We also profile to identify people who might be interested in supporting our work in specialised areas (for example, as foster carers or adoptive parents). We might also use profile data to identify people who would most benefit from a targeted service.
Whenever we do this it is to support our official authority and in the public interest. We would also make the opportunity available through other methods.
Shared Anti Fraud Service (SAFS)
We process personal data for the prevention and detection of crime and to protect public funds. This includes, but is not limited to, the investigation of
- council tax fraud
- blue badge misuse
- payroll and pensions fraud
- procurement and contract fraud
- housing and social fraud.
We receive personal data from a number of other agencies who provide information to enable us to take action against alleged fraud.
We will hold your personal information for 10 years where personal data relates to an allegation, investigation, sanction (including prosecution) or a financial irregularity resulting from fraud. We may also be required to keep data for longer where we have a statutory duty to do so, for example to comply with criminal justice retention schedules or safeguarding.
We also share data with other law enforcement agencies or local authorities if required by law, such as:
- the police and judicial agencies e.g. courts
- district and borough councils
- the Department for Work and Pensions
- government agencies.
The prevention of fraud is an activity in the public interest, and is undertaken within the exercise of the official authority of the SAFS' partners.
Corporate Policy team
Our mailing list privacy notice
Hertfordshire County Council is the Data controller. The data we hold is for the purpose of partnership communications. Hertfordshire County Council will use this information to communicate with organisations on partnership matters including promoting key engagement events and conferences.

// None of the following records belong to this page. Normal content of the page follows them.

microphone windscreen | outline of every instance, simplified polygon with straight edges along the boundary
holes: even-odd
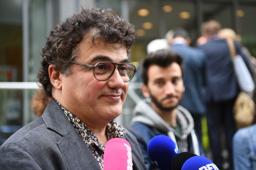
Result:
[[[209,159],[202,156],[190,158],[183,164],[181,170],[219,170],[213,163]]]
[[[108,141],[103,156],[104,170],[132,170],[132,149],[126,140],[117,138]]]
[[[172,159],[179,153],[175,143],[166,135],[155,136],[148,146],[149,158],[161,170],[170,169]]]
[[[175,155],[172,159],[172,170],[181,170],[181,168],[184,163],[190,158],[195,156],[197,155],[188,152],[181,152]]]

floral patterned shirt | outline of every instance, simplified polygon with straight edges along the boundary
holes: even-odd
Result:
[[[78,118],[67,110],[58,101],[55,100],[61,107],[69,121],[71,122],[75,129],[89,147],[92,155],[97,160],[101,170],[103,169],[103,154],[105,146],[99,141],[88,127]],[[111,121],[106,127],[108,139],[122,137],[124,136],[125,130],[114,120]]]

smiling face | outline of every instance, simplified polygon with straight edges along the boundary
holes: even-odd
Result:
[[[94,42],[91,38],[84,39],[79,44],[79,53],[73,60],[91,65],[103,61],[128,62],[124,46],[107,43],[99,38],[95,38]],[[92,69],[72,64],[70,75],[60,74],[61,95],[56,100],[87,125],[107,123],[119,115],[129,83],[123,82],[117,68],[109,79],[101,81],[94,77]]]
[[[156,110],[170,111],[182,99],[185,87],[181,69],[174,62],[166,68],[154,64],[148,70],[147,85],[143,85],[143,95],[150,97],[152,105]]]

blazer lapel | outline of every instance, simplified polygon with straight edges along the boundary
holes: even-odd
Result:
[[[48,128],[63,136],[57,144],[68,169],[100,170],[91,150],[54,99],[42,117]]]

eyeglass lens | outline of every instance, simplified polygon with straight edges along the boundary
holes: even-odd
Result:
[[[132,78],[135,74],[135,68],[134,66],[129,63],[123,63],[118,66],[119,74],[124,81],[129,81]],[[115,65],[108,62],[99,63],[94,68],[95,78],[100,80],[108,79],[114,71]]]

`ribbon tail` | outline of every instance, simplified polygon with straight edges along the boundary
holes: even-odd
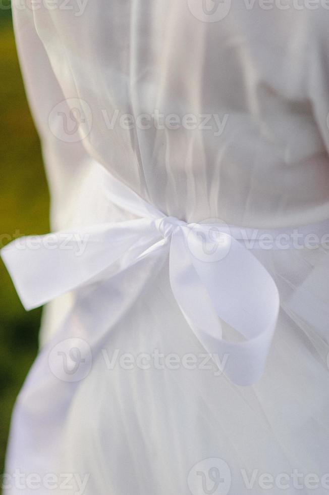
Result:
[[[228,238],[229,246],[218,248],[223,250],[221,256],[209,255],[206,260],[195,256],[191,249],[199,242],[197,233],[175,231],[171,283],[188,322],[208,352],[220,359],[225,374],[236,384],[250,385],[263,372],[279,296],[261,264],[234,238]],[[239,332],[239,341],[223,338],[220,319]]]
[[[96,281],[104,270],[125,269],[131,262],[127,253],[132,247],[142,251],[156,235],[151,221],[140,219],[21,237],[0,254],[29,310]]]

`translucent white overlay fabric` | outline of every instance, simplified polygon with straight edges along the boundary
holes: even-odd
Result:
[[[14,5],[53,231],[135,219],[111,201],[100,167],[189,224],[281,229],[329,218],[324,3],[201,4]],[[250,386],[208,359],[167,258],[145,256],[49,303],[14,415],[5,492],[22,492],[15,470],[26,493],[329,492],[323,239],[253,250],[281,310]],[[215,246],[205,238],[205,263]]]

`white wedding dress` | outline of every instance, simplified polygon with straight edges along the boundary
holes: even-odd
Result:
[[[135,218],[111,201],[106,171],[189,223],[328,219],[329,13],[295,3],[14,5],[52,230]],[[205,358],[166,257],[51,301],[13,416],[4,493],[329,493],[327,248],[255,250],[280,311],[262,375],[245,386]],[[72,353],[61,347],[71,337]]]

We consider that it is in the legitimate interests of Hertfordshire County Council to process your information for these purposes. The information you have provided to us will be used alongside additional information obtained from partnership organisations themselves.
The information you give us will be held by the Corporate Policy team of Hertfordshire County Council and will only be used to communicate with organisations on partnership matters.

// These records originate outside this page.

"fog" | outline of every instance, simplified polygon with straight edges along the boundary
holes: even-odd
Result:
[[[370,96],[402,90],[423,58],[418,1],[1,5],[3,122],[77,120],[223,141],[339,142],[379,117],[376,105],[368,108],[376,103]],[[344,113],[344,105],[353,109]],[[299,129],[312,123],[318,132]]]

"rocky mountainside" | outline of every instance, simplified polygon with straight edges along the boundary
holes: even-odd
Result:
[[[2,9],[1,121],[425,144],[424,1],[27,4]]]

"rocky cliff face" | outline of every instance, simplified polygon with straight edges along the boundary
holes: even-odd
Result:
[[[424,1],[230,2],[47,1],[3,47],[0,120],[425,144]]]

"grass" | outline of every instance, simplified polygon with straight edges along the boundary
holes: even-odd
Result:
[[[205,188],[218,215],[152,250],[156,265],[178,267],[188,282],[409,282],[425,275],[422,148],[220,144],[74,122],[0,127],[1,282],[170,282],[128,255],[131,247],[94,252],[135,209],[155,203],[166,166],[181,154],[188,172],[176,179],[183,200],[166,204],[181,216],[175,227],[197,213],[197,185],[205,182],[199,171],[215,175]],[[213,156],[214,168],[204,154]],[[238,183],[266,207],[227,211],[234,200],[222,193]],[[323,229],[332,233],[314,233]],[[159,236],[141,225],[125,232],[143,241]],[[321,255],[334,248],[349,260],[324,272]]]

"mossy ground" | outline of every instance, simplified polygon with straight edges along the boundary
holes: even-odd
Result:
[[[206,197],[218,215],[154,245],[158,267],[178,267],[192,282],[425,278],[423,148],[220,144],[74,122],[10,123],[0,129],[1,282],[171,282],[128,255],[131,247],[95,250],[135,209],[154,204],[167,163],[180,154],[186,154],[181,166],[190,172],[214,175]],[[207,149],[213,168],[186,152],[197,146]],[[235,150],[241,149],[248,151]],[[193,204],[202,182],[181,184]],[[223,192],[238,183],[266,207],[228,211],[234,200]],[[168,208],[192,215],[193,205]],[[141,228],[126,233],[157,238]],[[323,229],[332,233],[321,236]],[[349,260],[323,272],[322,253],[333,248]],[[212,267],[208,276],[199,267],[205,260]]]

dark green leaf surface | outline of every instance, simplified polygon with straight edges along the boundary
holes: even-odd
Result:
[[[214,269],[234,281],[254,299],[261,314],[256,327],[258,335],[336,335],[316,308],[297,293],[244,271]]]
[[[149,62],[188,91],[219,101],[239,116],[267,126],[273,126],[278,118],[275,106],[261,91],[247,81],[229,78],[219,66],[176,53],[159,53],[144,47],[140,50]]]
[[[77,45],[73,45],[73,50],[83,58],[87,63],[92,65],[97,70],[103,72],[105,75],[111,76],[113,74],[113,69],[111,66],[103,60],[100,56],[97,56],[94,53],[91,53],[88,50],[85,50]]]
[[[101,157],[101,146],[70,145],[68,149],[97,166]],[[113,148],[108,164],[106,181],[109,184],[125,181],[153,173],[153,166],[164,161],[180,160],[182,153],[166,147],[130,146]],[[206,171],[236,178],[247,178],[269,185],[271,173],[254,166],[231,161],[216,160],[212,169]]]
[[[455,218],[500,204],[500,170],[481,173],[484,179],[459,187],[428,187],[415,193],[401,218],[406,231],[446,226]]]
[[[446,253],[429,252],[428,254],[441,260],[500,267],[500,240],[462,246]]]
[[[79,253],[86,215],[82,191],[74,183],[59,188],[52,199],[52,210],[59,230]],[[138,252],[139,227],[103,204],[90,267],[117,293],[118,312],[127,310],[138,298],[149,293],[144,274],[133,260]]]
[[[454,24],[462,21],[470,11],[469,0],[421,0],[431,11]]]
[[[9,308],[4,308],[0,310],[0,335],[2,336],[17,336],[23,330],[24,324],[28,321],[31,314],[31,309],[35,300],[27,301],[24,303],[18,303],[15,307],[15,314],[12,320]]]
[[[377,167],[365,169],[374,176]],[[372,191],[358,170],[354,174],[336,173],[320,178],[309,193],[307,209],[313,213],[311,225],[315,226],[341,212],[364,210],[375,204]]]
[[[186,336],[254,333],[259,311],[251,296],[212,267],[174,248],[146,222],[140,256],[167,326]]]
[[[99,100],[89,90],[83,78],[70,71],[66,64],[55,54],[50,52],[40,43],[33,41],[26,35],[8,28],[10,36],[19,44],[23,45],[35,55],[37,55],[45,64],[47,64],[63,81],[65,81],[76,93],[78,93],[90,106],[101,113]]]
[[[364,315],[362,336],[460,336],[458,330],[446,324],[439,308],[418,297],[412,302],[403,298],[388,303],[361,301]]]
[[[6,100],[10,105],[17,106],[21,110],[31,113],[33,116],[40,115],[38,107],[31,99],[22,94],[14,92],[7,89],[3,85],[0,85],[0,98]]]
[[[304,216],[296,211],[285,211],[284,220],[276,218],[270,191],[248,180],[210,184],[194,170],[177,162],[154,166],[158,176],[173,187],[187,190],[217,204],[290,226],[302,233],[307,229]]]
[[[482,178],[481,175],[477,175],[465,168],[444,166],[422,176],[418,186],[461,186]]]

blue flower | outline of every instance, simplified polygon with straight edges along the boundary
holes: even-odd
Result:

We will only share information with third parties if we are legally obliged to do so, for example if it is necessary to safeguard or protect a child. We may also share information with the police or other agencies if it is necessary for the following purposes:
a) The prevention or detection of crime
b) The apprehension or prosecution of offenders
c) The assessment or collection of any tax or duty or any imposition of a similar nature
Website testing panel
Feedback from our website testing panel helps us improve things on the website for everyone.
We want our website to be as simple, clear and quick as possible for you to use.
It’s important that we test the website whilst we develop it to ensure we’re improving things for our customers.
Joining the panel
- You can join our website testing panel through our secure online form. We'll ask for your name and email address so that we can send you our surveys.
- We’ll keep the personal information we collect extremely safe.
- We won’t share the information outside of Hertfordshire County Council. We won’t share your personal information with any other team within the council.
- We plan to keep your personal information on an ongoing basis, as long as you're happy for us to do so.
- Email the web team if you’d like to leave the website testing panel at any time.
When we email you, we'll send you a link and ask you to complete a survey/task using one of these online products:
When you complete a survey:
- We won't directly ask you for any personal information. This means we won't be able to link your responses back to you.
- We’ll only use the information we collect to see where improvements can be made on our website.
- We may share the information collected within the survey with other teams in the council. However, your response will not be personally linked back to you.